Commentaire sur :
James Ross "Une poire pour la soif"
Gallimard Folio Policier 1999
9 mars 2000
Lorsque je passe à la librairie Tschann, j'écoute les
conseils de Yannick et Fernando : l'expérience m'a montré que ces conseils étaient
utiles. Yannick m'a donc recommandé "Une poire pour la soif" ; comme je ne lis
pas souvent les romans policiers, c'était une occasion à saisir.

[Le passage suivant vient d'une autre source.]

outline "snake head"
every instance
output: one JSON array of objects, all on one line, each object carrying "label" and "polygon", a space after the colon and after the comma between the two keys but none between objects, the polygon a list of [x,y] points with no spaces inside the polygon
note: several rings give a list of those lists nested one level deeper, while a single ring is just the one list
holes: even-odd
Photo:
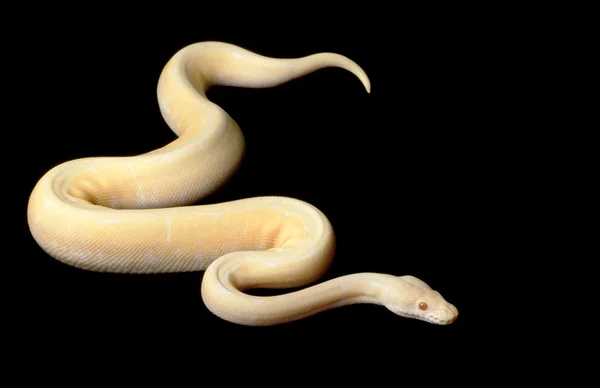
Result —
[{"label": "snake head", "polygon": [[442,295],[414,276],[396,278],[384,300],[384,305],[397,315],[447,325],[458,316],[458,309]]}]

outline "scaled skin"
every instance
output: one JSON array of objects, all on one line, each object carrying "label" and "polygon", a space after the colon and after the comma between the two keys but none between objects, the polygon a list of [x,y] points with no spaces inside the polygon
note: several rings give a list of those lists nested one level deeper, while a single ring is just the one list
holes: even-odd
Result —
[{"label": "scaled skin", "polygon": [[29,200],[34,239],[52,257],[86,270],[206,270],[206,306],[243,325],[275,325],[353,303],[453,322],[457,309],[412,276],[360,273],[278,296],[246,294],[318,280],[335,249],[327,217],[285,197],[185,206],[226,182],[244,152],[238,125],[206,90],[273,87],[323,67],[351,71],[370,92],[365,72],[338,54],[275,59],[221,42],[183,48],[165,66],[157,89],[161,113],[178,139],[139,156],[77,159],[50,170]]}]

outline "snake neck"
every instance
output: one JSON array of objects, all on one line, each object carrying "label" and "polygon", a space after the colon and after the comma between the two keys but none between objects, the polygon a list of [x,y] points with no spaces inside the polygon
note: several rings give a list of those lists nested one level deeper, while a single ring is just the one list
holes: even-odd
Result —
[{"label": "snake neck", "polygon": [[[238,287],[238,274],[226,276],[207,271],[202,282],[206,306],[228,321],[268,326],[303,319],[320,312],[368,303],[383,305],[395,277],[379,273],[358,273],[331,279],[311,287],[276,296],[253,296]],[[217,303],[218,302],[218,303]],[[227,306],[236,304],[236,309]]]}]

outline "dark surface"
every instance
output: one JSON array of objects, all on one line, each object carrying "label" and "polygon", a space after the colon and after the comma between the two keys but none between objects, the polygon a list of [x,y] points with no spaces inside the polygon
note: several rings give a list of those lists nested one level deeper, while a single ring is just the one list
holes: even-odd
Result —
[{"label": "dark surface", "polygon": [[[461,354],[476,355],[476,333],[494,336],[482,319],[492,306],[481,303],[481,285],[503,255],[503,161],[496,155],[509,134],[495,107],[502,96],[493,92],[503,82],[492,49],[497,43],[469,19],[419,15],[382,22],[381,30],[348,21],[306,35],[292,27],[262,34],[200,25],[168,31],[158,21],[132,27],[127,19],[67,18],[64,31],[45,30],[36,43],[40,51],[29,53],[24,65],[42,81],[22,92],[35,99],[22,121],[31,128],[22,142],[35,157],[19,168],[23,183],[15,201],[24,240],[15,273],[23,278],[15,291],[24,318],[19,325],[35,349],[53,353],[69,344],[122,354],[144,344],[200,354],[214,348],[208,340],[217,340],[215,357],[227,348],[274,358],[332,349],[351,357],[362,349],[363,356],[388,359],[381,354],[388,348],[397,357],[412,349],[458,363]],[[211,89],[209,98],[237,121],[247,148],[234,179],[206,202],[259,195],[308,201],[336,231],[337,254],[325,279],[415,275],[457,306],[454,324],[439,327],[358,305],[277,327],[237,326],[204,307],[201,272],[86,272],[37,246],[25,219],[35,182],[73,158],[135,155],[173,140],[158,110],[156,83],[177,50],[203,40],[273,57],[337,52],[362,66],[372,83],[369,95],[351,73],[323,69],[272,89]]]}]

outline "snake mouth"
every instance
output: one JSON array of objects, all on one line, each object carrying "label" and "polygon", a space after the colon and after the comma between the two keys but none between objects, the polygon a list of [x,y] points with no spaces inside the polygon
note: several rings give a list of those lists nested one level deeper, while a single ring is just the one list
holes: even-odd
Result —
[{"label": "snake mouth", "polygon": [[[425,322],[433,323],[435,325],[442,325],[442,326],[451,324],[458,317],[458,310],[454,306],[452,306],[452,308],[446,309],[446,310],[431,310],[427,314],[419,314],[418,312],[413,312],[410,310],[398,311],[393,308],[389,308],[389,310],[393,311],[395,314],[397,314],[401,317],[404,317],[404,318],[414,318],[414,319],[418,319],[420,321],[425,321]],[[444,319],[444,318],[437,316],[436,314],[434,314],[436,311],[441,313],[440,315],[442,315],[442,316],[449,315],[449,318]]]}]

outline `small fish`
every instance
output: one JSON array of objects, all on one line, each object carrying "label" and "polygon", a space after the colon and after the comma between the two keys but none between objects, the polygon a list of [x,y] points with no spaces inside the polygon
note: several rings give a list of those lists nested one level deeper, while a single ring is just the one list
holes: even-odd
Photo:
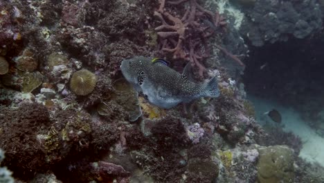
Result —
[{"label": "small fish", "polygon": [[126,80],[149,102],[165,109],[200,97],[217,97],[219,90],[216,78],[203,83],[190,79],[190,64],[179,73],[163,59],[135,57],[123,60],[120,69]]},{"label": "small fish", "polygon": [[280,123],[281,123],[281,114],[276,110],[272,110],[264,112],[265,115],[268,115],[274,122]]},{"label": "small fish", "polygon": [[268,65],[268,63],[265,63],[265,64],[262,64],[262,66],[260,67],[260,69],[262,70],[262,69],[264,69],[264,67],[266,67],[267,65]]}]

Ce livre maudit n'est connu que de quelques connaisseurs. Il
n'a pas connu le succès aux Etats-Unis lors de sa publication en 1940, parce que les
critiques l'ont jugé "choquant". Sa traduction en français a été mal
diffusée à cause de difficultés rencontrées par son éditeur. Pourtant Chandler avait
repéré "ce récit sordide et complètement corrompu d'une petite ville de Caroline
du Nord".
C'est un des rares livres qui donnent une sensation de
contact immédiat avec la réalité ; c'est sans doute cela qui a choqué, d'autant que la
réalité en question est parfaitement sordide, et que les lignes consacrées à la
violence sont insupportables. Ce naturel est obtenu par une construction habile au point
de se rendre invisible. D'autres écrivains, comme Steinbeck, aiment les architectures à
poutres apparentes : ici rien ne se voit, tout semble couler de source, on est
délicieusement dupe de l'art de l'écrivain et la recherche des procédés qu'il a si
bien cachés fascine. Le sommet est atteint au chapitre 15, point d'orgue du livre. Les
héros, petits truands imbibés d'alcool, se partagent pendant un moment de calme le
journal du coin ; ils lisent et commentent à leur façon la rubrique "courrier du
coeur". Dickens n'aurait pas renié ce passage - et il aurait d'ailleurs certainement
aimé le livre dans sa totalité.
Rejoignez le club des amateurs, lisez "They don't dance
much" (le titre anglais est bien meilleur).